Problem 3 - Structural Induction

Let us define a set $\boldsymbol{L}$ of terms inductively as follows ( $\mathbb{N}$ is the set of natural numbers):

$$nil \in \boldsymbol{L},$$

$$\forall L \in \boldsymbol{L}. \forall N \in \mathbb{N}.(cons(N,L) \in \boldsymbol{L}).$$

Answer the following questions.

1.

Prove that there is exactly one total function $app \in \boldsymbol{L}\times \boldsymbol{L} \rightarrow \boldsymbol{L}$ that satisfies the following equations:

$$\forall L \in \boldsymbol{L}.(app(nil,L) = L),$$

$$\forall L_1, L_2 \in \boldsymbol{L}. \forall N \in \mathbb{N}.(app(cons(N,L_1),L_2) = cons(N, app(L_1, L_2))).$$

2.

Prove that the above function $app$ satisfies

$$\forall L_1, L_2, L_3 \in \boldsymbol{L}.(app(L_1,app(L_2,L_3))=app(app(L_1, L_2), L_3)).$$

1.

Let us suppose that we have two applications $app_1$ and $app_2$ described as above. We want to show that $\forall L_1,L_2 \in \boldsymbol{L}, app_1(L_1) = app_2(L_2)$

• If $L_1 = L_2 = nil$, then $app_1(L_1,L_2)=app_1(nil,nil) = nil$ and $app_2(L_1,L_2)=app_2(nil,nil) = nil$. Thus $app_1(L_1,L_2) = app_2(L_1,L_2)$.
• If $L_1=nil$ and $L_2\neq nil$, then $app_1(L_1,L_2) = L_2$ and $app_2(L_1,L_2) = L_2$. Thus $app_1(L_1,L_2) = app_2(L_1,L_2)$.
• If $L_1\neq nil$ and $L_2$ is either $nil$ or not. We first suppose that $lgh(L_1)=1$. Then $app_1(L_1,L_2) = cons(N_1,app_1(nil,L_2)) = cons(N_1,app_2(nil,L_2)) = app_2(L_1,L_2)$ as seen above.
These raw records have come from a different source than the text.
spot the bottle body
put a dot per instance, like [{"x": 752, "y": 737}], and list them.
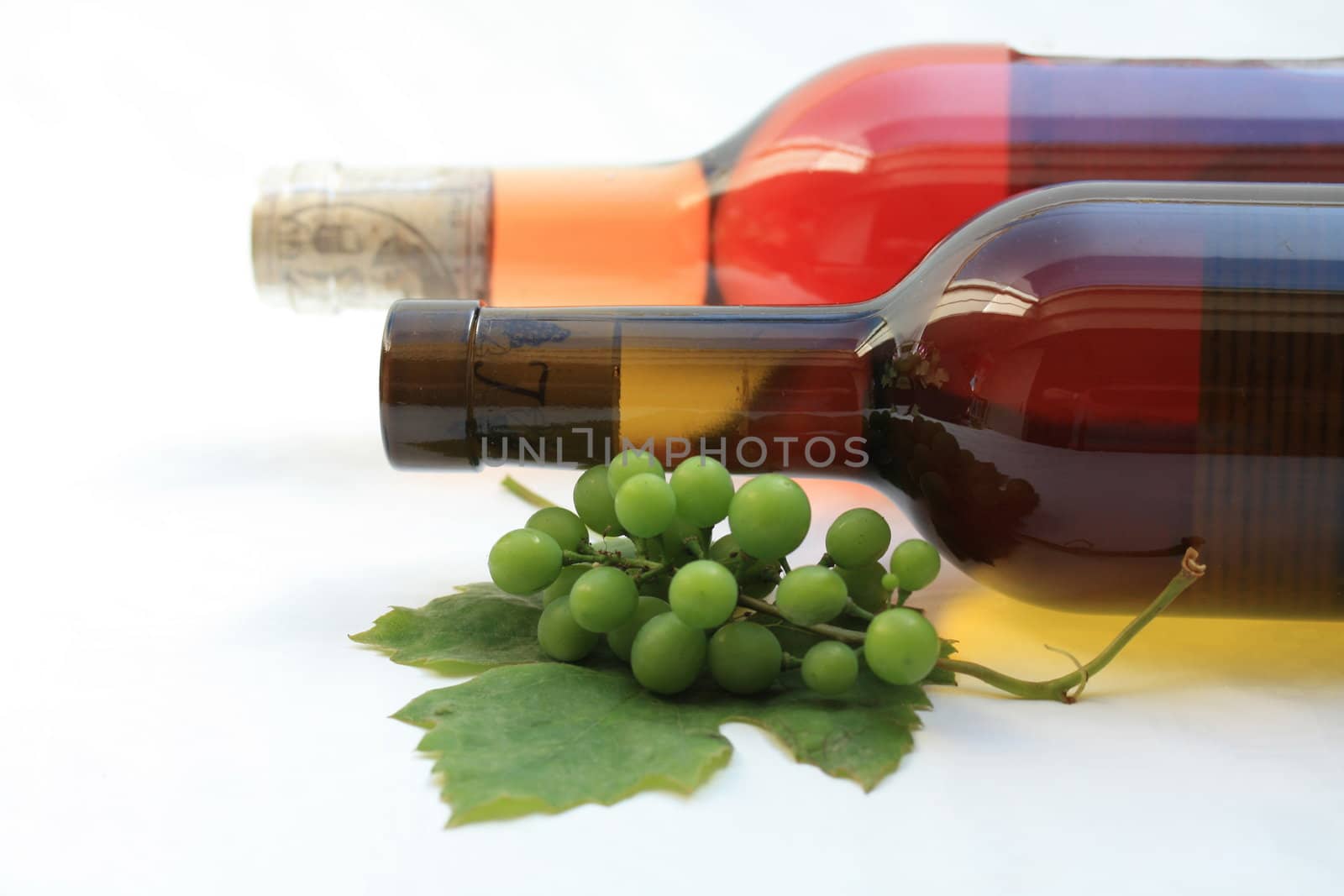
[
  {"x": 1065, "y": 396},
  {"x": 831, "y": 196}
]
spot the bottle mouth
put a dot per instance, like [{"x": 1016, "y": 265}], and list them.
[
  {"x": 279, "y": 246},
  {"x": 425, "y": 382},
  {"x": 326, "y": 237}
]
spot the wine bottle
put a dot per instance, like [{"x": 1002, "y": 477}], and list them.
[
  {"x": 831, "y": 196},
  {"x": 1065, "y": 396}
]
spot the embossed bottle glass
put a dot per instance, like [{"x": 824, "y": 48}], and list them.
[
  {"x": 1063, "y": 396},
  {"x": 832, "y": 195}
]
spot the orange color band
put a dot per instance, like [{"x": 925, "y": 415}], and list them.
[{"x": 600, "y": 235}]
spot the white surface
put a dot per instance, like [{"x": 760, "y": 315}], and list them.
[{"x": 198, "y": 510}]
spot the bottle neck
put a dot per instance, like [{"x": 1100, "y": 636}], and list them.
[
  {"x": 327, "y": 237},
  {"x": 779, "y": 390}
]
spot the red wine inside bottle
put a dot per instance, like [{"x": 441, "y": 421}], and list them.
[
  {"x": 1065, "y": 396},
  {"x": 831, "y": 196}
]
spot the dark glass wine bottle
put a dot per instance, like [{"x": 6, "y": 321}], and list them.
[
  {"x": 1065, "y": 396},
  {"x": 830, "y": 196}
]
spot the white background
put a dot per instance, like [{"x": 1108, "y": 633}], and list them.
[{"x": 197, "y": 508}]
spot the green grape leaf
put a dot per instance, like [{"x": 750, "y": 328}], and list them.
[
  {"x": 530, "y": 735},
  {"x": 460, "y": 633},
  {"x": 550, "y": 736}
]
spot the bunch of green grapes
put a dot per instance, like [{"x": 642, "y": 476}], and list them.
[{"x": 678, "y": 604}]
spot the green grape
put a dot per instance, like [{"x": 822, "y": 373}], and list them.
[
  {"x": 667, "y": 654},
  {"x": 562, "y": 584},
  {"x": 645, "y": 506},
  {"x": 864, "y": 586},
  {"x": 524, "y": 560},
  {"x": 622, "y": 638},
  {"x": 916, "y": 563},
  {"x": 745, "y": 658},
  {"x": 756, "y": 579},
  {"x": 769, "y": 516},
  {"x": 604, "y": 598},
  {"x": 858, "y": 537},
  {"x": 810, "y": 595},
  {"x": 561, "y": 637},
  {"x": 564, "y": 526},
  {"x": 703, "y": 490},
  {"x": 674, "y": 540},
  {"x": 830, "y": 668},
  {"x": 703, "y": 594},
  {"x": 900, "y": 647},
  {"x": 629, "y": 464},
  {"x": 620, "y": 546},
  {"x": 595, "y": 504}
]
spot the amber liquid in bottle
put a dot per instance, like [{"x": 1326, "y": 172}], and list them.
[{"x": 1065, "y": 396}]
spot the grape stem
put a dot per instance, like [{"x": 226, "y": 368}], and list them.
[
  {"x": 835, "y": 633},
  {"x": 526, "y": 493},
  {"x": 606, "y": 558},
  {"x": 1074, "y": 681},
  {"x": 855, "y": 610},
  {"x": 1065, "y": 688}
]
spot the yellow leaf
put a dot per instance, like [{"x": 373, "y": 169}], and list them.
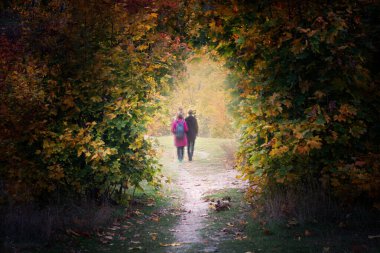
[
  {"x": 314, "y": 142},
  {"x": 171, "y": 244}
]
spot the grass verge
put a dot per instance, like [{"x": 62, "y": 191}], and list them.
[{"x": 239, "y": 229}]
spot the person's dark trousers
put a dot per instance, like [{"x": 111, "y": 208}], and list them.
[
  {"x": 190, "y": 148},
  {"x": 180, "y": 151}
]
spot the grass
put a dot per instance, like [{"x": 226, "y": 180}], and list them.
[
  {"x": 236, "y": 230},
  {"x": 140, "y": 228}
]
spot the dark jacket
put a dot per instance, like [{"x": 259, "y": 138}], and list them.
[{"x": 192, "y": 124}]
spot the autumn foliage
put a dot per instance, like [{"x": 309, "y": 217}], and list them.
[
  {"x": 81, "y": 79},
  {"x": 306, "y": 92}
]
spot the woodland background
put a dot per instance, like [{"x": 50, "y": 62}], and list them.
[{"x": 81, "y": 80}]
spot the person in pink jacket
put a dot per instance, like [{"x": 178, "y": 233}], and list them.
[{"x": 179, "y": 130}]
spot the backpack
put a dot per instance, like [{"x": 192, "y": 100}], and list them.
[{"x": 180, "y": 130}]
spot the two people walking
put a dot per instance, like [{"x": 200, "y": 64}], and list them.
[{"x": 185, "y": 132}]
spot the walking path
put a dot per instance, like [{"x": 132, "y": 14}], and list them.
[{"x": 206, "y": 174}]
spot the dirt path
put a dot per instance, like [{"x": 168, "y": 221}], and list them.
[{"x": 204, "y": 175}]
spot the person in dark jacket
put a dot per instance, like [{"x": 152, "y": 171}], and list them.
[{"x": 192, "y": 125}]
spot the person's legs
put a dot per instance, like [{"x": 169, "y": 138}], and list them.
[
  {"x": 190, "y": 149},
  {"x": 181, "y": 151}
]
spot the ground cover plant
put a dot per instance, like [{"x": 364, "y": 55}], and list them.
[{"x": 80, "y": 81}]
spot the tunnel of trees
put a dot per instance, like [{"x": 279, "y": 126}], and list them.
[{"x": 80, "y": 81}]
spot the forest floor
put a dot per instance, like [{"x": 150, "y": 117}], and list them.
[{"x": 184, "y": 215}]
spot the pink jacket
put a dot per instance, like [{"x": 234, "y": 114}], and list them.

Let us suppose that this is true for $lgh(L_1)=k$. Then, let's choose $L_1$ so that $lgh(L_1)=k+1$. Then we have $app_1(L_1,L_2) = cons(N_{k+1}, app_1(L_1^{k},L_2))$. By the inductive hypothesis, we have $app_1(L_1^k,L_2) = app_2(L_1^k,L_2)$. Then, it means that $app_1(L_1,L_2) = cons(N_{k+1}, app_1(L_1^{k},L_2))= cons(N_{k+1}, app_2(L_1^k,L_2)) = app_2(L_1,L_2)$. Therefore the property is proven for all the kinds of couple $L_1,L_2$ that can occur.

2.

We shall prove the property inductively on the length of $L_1$. Let us first suppose that $L_1=nil$. Then, we have:
$app(nil, app(L_2,L_3)) = app(L_2,L_3)$ (according to the definition of $app$)
$app(app(nil,L_2), L_3) = app(L_2,L_3)$ (since $app(nil,L_2)=L_2$)
Thus, the property is true for $lgh(L_1) = 0$. Let us now suppose that the property is also true for $lgh(L_1)=k$. Does it hold for $lgh(L_1)=k+1$?
$app(L_1, app(L_2, L_3))$
$=app(cons(N_1',L_1'),app(L_2,L_3))$ with $L_1 = N_1'L_1'$
$=cons(N_1',app(L_1',app(L_2,L_3)))$ by the definition of $app$
$=cons(N_1',app(app(L_1',L_2),L_3))$ by the inductive hypothesis
$=app(cons(N_1',app(L_1',L_2)),L_3)$ by the definition of $app$
$=app(app(cons(N_1',L_1'),L_2),L_3)$ by the definition of $app$
$=app(app(L_1,L_2),L_3)$ by the definition of $cons$
We have shown the proof by induction.